Keywords

1 Introduction and Literature Review

Many real-world applications require classifying “entities” not encountered earlier, e.g., object recognition (where every object is a category), cross-lingual dictionary induction (where every word is a category), etc. Here, one of the reasons is lack of resources to annotate available (and possibly systematically growing) datasets. To solve this problem, zero-shot learning has been proposed.

While multiple zero-shot learning approaches have been introduced ([9, 19]), as of today, none of them emerged as “the best”. In situations like this, meta-classifiers, which “receive suggestions” from individual classifiers and “judge” their value to select a “winner”, can be explored.

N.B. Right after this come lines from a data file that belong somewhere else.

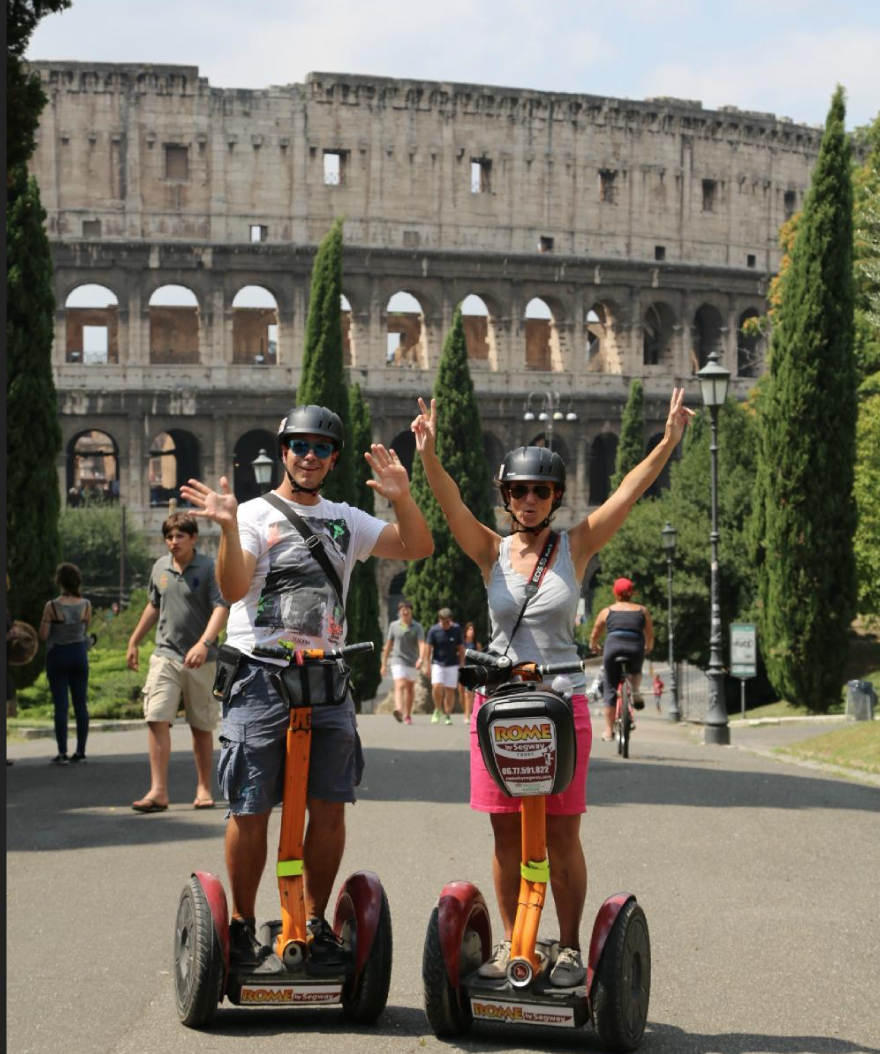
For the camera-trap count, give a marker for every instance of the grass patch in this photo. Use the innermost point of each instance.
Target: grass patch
(857, 746)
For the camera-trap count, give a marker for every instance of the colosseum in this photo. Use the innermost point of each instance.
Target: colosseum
(589, 239)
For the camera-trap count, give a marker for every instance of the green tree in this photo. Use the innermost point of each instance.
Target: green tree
(363, 604)
(324, 382)
(448, 578)
(24, 96)
(631, 445)
(806, 516)
(33, 432)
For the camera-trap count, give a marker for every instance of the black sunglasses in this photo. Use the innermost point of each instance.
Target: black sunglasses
(301, 447)
(542, 490)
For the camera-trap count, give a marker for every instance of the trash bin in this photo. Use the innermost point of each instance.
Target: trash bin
(860, 700)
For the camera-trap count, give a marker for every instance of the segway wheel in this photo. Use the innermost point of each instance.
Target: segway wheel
(448, 1010)
(623, 981)
(198, 958)
(366, 994)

The assumption is that such meta-classifiers will perform better than the individual ones.

Let us start from the formal problem formulation. Given a dataset of image embeddings \(\mathcal {X}=\{(x_i,y_i)\in \mathcal {X}\times \mathcal {Y}|i=1,...,N_{tr}+N_{te}\}\), each image is a real D-dimensional embedding vector comprised of features \(x_i\in \mathbb {R}^D\), and each class label is represented by an integer \(y_i\in \mathcal {Y}\equiv \{1,...,N_0,N_0+1,...,N_0+N_1\}\) giving \(N_0+N_1\) distinct classes. Here, for generality, it is assumed that . The dataset \(\mathcal {X}\) is divided into two subsets: (1) training set and (2) test set. The training set is given by \(X^{tr}=\{(x_i^{tr},y_i^{tr})\in \mathcal {X}\times \mathcal {Y}_0|i=1,...,N_{tr}\}\), where \(y_i^{tr}\in \mathcal {Y}_0\equiv \{1,...,N_0\}\), resulting in \(N_0\) distinct training classes. The test set is given by \(X^{te}=\{(x_i^{te},y_i^{te})\in \mathcal {X}\times \mathcal {Y}_1|i=N_{tr}+1,...,N_{te}\}\), where \(y_i^{te}\in \mathcal {Y}_1\equiv \{N_0+1,...,N_0+N_1\}\) providing \(N_1\) distinct test classes.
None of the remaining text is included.